Friday, January 23, 2004

The Next North Sea?
US energy policy seems to lack a fundamental vision for what our federal energy funding should be buying us. I suggest that the goal should be to expand our energy options to keep our reliance on hydrocarbons from the Middle East from growing much further than it has. When we experienced our first energy crisis in the 1970s, this goal seemed clear. We lost sight of it when new non-OPEC supplies, from places like Alaska, the North Sea, the Gulf of Mexico and West Africa bailed us out. But we should have always seen that the bailout was only temporary.

Now the North Slope is deep in decline, producing less than half what it did in 1988. The North Sea is entering decline, and Gulf of Mexico production is only propped up by new deepwater technology. Today it's Russia and the Caspian Sea region that appear as the bright hopes for keeping OPEC at bay for the next 20 years or so. But sooner or later the geological fact of the heavy concentration of oil reserves in the Middle East will become destiny, and there won't be another North Sea or Caspian waiting in the wings.

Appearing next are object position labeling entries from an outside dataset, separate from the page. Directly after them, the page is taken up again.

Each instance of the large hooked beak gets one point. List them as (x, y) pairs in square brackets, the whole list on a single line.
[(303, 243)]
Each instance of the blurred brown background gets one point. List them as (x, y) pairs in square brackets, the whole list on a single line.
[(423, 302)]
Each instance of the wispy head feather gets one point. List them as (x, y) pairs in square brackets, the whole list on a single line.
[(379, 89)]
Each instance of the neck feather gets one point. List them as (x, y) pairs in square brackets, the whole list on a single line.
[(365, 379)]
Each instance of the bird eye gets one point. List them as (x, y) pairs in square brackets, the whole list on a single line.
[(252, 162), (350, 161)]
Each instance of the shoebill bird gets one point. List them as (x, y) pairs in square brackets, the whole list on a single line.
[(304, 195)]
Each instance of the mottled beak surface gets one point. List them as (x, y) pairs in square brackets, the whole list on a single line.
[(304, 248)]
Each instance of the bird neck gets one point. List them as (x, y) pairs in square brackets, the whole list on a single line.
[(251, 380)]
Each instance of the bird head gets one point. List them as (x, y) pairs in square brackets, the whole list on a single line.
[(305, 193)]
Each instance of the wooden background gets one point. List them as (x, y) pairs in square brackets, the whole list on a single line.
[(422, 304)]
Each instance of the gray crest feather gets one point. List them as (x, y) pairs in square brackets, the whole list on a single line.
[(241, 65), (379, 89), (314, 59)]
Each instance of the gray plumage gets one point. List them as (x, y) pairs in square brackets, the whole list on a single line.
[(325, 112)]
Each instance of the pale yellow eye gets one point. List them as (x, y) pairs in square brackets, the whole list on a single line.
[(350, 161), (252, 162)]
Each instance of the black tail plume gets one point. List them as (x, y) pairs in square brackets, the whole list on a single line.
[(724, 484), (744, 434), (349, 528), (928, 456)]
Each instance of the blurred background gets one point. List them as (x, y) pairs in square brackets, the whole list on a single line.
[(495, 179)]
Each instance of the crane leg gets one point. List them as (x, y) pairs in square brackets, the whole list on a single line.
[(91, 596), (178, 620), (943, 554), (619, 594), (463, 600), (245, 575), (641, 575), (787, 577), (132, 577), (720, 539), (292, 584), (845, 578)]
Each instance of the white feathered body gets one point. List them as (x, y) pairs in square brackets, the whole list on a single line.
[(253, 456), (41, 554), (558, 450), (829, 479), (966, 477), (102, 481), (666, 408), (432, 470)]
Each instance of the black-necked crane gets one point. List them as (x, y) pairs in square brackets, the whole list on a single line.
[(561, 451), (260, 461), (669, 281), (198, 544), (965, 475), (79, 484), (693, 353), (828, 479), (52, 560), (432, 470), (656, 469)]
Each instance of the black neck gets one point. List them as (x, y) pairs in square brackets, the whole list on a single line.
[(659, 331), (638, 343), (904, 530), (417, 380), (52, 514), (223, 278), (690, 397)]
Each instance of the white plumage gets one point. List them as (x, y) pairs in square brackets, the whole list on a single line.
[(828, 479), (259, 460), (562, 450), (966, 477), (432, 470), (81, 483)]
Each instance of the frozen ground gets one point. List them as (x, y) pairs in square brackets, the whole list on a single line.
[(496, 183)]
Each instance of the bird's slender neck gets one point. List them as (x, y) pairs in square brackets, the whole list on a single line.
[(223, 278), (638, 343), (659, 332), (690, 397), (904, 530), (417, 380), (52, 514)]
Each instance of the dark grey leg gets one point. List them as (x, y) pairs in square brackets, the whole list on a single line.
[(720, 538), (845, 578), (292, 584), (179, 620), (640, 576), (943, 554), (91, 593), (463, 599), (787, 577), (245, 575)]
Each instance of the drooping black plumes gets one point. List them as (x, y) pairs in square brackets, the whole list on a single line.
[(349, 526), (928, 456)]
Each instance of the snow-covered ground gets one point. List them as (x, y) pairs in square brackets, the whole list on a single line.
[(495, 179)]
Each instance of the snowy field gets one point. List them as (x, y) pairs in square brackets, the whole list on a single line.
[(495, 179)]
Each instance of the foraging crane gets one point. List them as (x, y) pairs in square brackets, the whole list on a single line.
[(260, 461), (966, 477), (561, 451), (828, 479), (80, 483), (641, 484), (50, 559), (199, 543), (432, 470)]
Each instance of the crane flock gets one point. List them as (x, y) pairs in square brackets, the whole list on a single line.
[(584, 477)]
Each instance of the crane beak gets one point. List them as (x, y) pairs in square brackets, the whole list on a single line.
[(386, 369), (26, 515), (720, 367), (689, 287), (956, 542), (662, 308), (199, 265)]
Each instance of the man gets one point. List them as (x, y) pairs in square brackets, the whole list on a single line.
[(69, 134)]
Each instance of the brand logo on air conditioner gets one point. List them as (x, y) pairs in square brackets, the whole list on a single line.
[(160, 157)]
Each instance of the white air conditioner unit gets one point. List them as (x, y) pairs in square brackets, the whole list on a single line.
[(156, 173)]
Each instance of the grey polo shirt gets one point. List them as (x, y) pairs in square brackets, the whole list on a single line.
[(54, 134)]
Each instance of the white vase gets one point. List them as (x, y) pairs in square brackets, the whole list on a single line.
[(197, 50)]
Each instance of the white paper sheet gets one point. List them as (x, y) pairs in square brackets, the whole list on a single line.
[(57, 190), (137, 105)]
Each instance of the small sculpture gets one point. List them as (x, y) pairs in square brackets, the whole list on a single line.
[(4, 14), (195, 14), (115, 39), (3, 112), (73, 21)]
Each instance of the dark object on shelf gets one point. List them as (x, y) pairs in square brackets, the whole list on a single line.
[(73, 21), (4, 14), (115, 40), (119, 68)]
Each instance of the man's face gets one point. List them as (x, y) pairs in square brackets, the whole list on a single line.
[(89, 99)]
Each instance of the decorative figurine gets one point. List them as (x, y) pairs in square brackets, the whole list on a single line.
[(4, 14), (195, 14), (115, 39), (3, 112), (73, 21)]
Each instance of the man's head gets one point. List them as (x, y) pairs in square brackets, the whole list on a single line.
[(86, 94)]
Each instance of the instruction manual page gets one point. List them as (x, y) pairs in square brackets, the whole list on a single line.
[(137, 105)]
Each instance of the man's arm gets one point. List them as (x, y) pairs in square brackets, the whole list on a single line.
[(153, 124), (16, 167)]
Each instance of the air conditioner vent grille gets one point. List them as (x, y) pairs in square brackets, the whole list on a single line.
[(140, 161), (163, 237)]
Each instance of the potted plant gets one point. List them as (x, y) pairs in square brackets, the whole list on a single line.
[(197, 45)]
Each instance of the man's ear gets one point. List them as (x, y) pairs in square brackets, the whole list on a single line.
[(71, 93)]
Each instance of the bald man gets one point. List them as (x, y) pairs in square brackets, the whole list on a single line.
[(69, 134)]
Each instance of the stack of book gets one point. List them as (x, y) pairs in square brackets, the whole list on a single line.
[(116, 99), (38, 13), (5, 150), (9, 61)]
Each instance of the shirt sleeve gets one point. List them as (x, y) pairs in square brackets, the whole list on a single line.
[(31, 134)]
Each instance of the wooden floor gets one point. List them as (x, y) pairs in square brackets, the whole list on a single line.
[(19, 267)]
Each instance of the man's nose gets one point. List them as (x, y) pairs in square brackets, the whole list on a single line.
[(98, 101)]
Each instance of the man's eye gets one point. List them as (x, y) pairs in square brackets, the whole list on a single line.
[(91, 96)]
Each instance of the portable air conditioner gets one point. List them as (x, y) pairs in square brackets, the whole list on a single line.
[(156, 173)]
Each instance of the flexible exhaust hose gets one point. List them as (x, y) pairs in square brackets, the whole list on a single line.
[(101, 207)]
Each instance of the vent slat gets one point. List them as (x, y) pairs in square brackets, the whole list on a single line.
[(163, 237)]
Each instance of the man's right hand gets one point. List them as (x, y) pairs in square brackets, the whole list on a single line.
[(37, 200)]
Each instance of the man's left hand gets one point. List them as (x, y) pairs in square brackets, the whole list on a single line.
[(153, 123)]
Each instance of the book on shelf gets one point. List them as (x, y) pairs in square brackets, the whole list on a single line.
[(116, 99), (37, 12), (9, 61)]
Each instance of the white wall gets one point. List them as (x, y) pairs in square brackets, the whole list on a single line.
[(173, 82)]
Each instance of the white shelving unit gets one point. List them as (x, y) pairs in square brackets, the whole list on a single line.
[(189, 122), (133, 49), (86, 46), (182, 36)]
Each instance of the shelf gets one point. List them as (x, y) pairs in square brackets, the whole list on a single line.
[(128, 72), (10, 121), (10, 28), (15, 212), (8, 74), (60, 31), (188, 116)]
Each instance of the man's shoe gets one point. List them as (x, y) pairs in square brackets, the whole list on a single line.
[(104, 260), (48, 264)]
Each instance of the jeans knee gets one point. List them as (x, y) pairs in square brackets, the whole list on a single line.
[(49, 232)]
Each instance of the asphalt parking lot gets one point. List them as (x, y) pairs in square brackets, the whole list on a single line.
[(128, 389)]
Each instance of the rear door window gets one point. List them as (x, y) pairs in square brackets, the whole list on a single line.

So let's not waste the next two decades that Russia and the Caspian can give us. It will take that long to make the transition to ways to produce and use energy that will make us less dependent, whether it's hydrogen, renewables (not alcohol--see Monday's post) or something more exotic.

But we can't just rely on foreign producers to limit the power of OPEC; we need to slow the decline of our own production, to preserve some leverage in the oil markets. It won't be easy. We have to begin with the inescapable truth that the US--at least the "lower 48"--is the most heavily explored and produced petroleum region in the world. Since Col. Drake's first well in PA in 1857, we have produced 80-90% of the oil that current technology can exploit. That amounts to about 200 billion barrels of oil, putting the US in a very exclusive club indeed; we were the world's Saudi Arabia before oil was ever found in the Kingdom.

While those days are past, it is hardly pointless--as some suggest--to try to find more oil here and to bring on production from areas currently off limits (e.g. offshore Florida.) Despite great improvements in oilfield technology, we still need new volumes to offset the severe decline from oilfields that have been producing for 20 or 30 years. Lifting environmental and land use restrictions on access to such reserves could also be linked directly to more funding for alternatives to oil, or to higher efficiency standards for cars.

The biggest challenge to slowing the decline of US oil production is that the oil industry sees much more attractive opportunities elsewhere, and has shed thousands of excellent jobs in the US in pursuit of a major geographical realignment of focus. Just watch the excitement Libya will generate once we drop sanctions.

Can we make investment in smaller, riskier US oil opportunities attractive, again? Tax breaks, accelerated depreciation, environmental offsets, and a host of other low-cost options could help enormously, but all would require a revised "sniff test" concerning "corporate welfare." That won't be easy in the current political climate, but the results could be extremely helpful while we wait for the Hydrogen Economy.